The New Digital Asset in Divorce Court
When couples form, they accumulate shared assets: homes, cars, investment accounts, businesses. Increasingly, they also accumulate something the legal system has been slow to address: social media followings, creator accounts, and the revenue streams attached to them. For a creator with a substantial TikTok audience, a monetized YouTube channel, or an Instagram presence tied to brand deals worth six figures annually, that digital property is as real—and potentially as valuable—as anything in the joint bank account.
Divorce law, however, was not designed with creators in mind. Questions about who owns a jointly managed account, how to value an audience built over years of shared content, and what rights each partner retains after separation have been landing in family courts without clear legal precedent or standardized frameworks. The result is expensive litigation, destroyed creative careers, and outcomes that serve neither party well.
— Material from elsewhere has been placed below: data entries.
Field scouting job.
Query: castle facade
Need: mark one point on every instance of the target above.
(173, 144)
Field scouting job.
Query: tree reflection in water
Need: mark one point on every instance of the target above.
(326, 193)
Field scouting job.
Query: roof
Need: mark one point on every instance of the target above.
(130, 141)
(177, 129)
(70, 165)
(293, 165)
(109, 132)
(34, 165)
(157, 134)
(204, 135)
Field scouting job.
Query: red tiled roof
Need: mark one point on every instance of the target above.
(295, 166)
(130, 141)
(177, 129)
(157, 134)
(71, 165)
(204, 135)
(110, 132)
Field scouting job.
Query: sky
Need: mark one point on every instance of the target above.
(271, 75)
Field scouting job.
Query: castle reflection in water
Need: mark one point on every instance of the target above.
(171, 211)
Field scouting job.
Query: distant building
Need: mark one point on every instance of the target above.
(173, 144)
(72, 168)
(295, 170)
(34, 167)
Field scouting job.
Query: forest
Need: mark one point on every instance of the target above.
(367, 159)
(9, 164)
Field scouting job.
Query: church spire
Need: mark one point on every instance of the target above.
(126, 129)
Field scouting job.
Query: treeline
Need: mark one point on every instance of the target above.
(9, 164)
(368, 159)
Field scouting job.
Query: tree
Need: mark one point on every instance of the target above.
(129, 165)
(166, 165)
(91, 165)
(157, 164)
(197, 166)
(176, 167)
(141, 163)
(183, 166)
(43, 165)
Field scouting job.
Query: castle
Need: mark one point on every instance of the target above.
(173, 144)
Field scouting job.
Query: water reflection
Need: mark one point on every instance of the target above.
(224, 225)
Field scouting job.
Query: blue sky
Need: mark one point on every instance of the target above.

At a panel at SXSW 2026, a group of attorneys specializing in creator economy issues and digital asset valuation made a practical argument: creators in relationships need to address these questions before they become contentious, and the vehicle for doing so is the prenuptial agreement.
What Makes a Creator Account a Legal Asset
The first challenge in creator prenuptial planning is establishing that social media accounts are, in fact, legal assets subject to property division. This question is actually contested in courts that are accustomed to thinking about intellectual property in more traditional terms.
Creator accounts combine several legally distinct elements: the account itself (controlled by platform terms of service, which explicitly prohibit transfer in most cases), the content uploaded to the account (subject to copyright owned by the creator), the audience or following (which has no direct legal analog in traditional property law), and the revenue streams generated by that audience (brand deals, platform monetization, merchandise—all of which may flow through a legal entity owned by one or both partners).
Untangling these elements requires legal work that is most practically done at the start of a relationship rather than in the adversarial context of a divorce proceeding. A prenuptial agreement that clearly defines which elements of a creator enterprise are separate property, establishes a methodology for valuing the enterprise if division becomes necessary, and addresses the treatment of content created collaboratively by partners can eliminate much of the uncertainty that makes creator divorces particularly destructive.
The Collaborative Content Problem
Many couples who are both active in the creator economy—or where one partner significantly contributes to the other's content—have a specific problem: years of content that would not exist without both partners' labor, ideas, or appearance. Food creators who built their brand around cooking together, travel influencers whose feed documents a shared life, gaming couples whose persona is their dynamic—these creators face complex attribution questions when the relationship ends.
The panel speakers noted that the solution is not necessarily to formalize co-ownership of everything, which creates its own complications if the couple separates. Instead, they recommended agreements that acknowledge the collaborative contribution, establish buyout mechanisms, and create clear rights to archive content featuring both partners. The alternative—each partner claiming ownership of all shared content while simultaneously demanding the other's content be removed—is expensive and often results in neither party being able to use their own history.
Platform Terms and Practical Limits
A critical complication is that most major platforms explicitly prohibit account transfer or sale. TikTok, Instagram, and YouTube's terms of service state that accounts are personal and non-transferable. A divorce court could order account transfer as part of a property division, but the platform would not honor that order.
The practical implication is that creator prenuptials cannot solve the problem through ownership transfer but must instead address the revenue and content associated with the account. A well-structured agreement might specify that a creator retains their account while compensating their partner for their contributions to the account's growth, use methodologies for valuing that contribution, and establish licensing rights for content featuring both parties.
The Creator Economy as Legal Frontier
The SXSW discussion reflects a broader maturation of the creator economy's legal infrastructure. Five years ago, most creators operated without formal business structures, contracts, or legal counsel. That era is ending. The scale of creator businesses—and the increasing formalization of brand deal contracts, platform partnership agreements, and revenue structures—is attracting legal expertise that is gradually building the frameworks the industry needs. Prenuptial agreements are one element of that infrastructure. Others include properly structured LLCs that contain creator businesses, clear intellectual property assignments that establish who owns what before a dispute arises, and partnership agreements for co-creators who face similar attribution and ownership questions. The creator economy is, in the legal sense, growing up.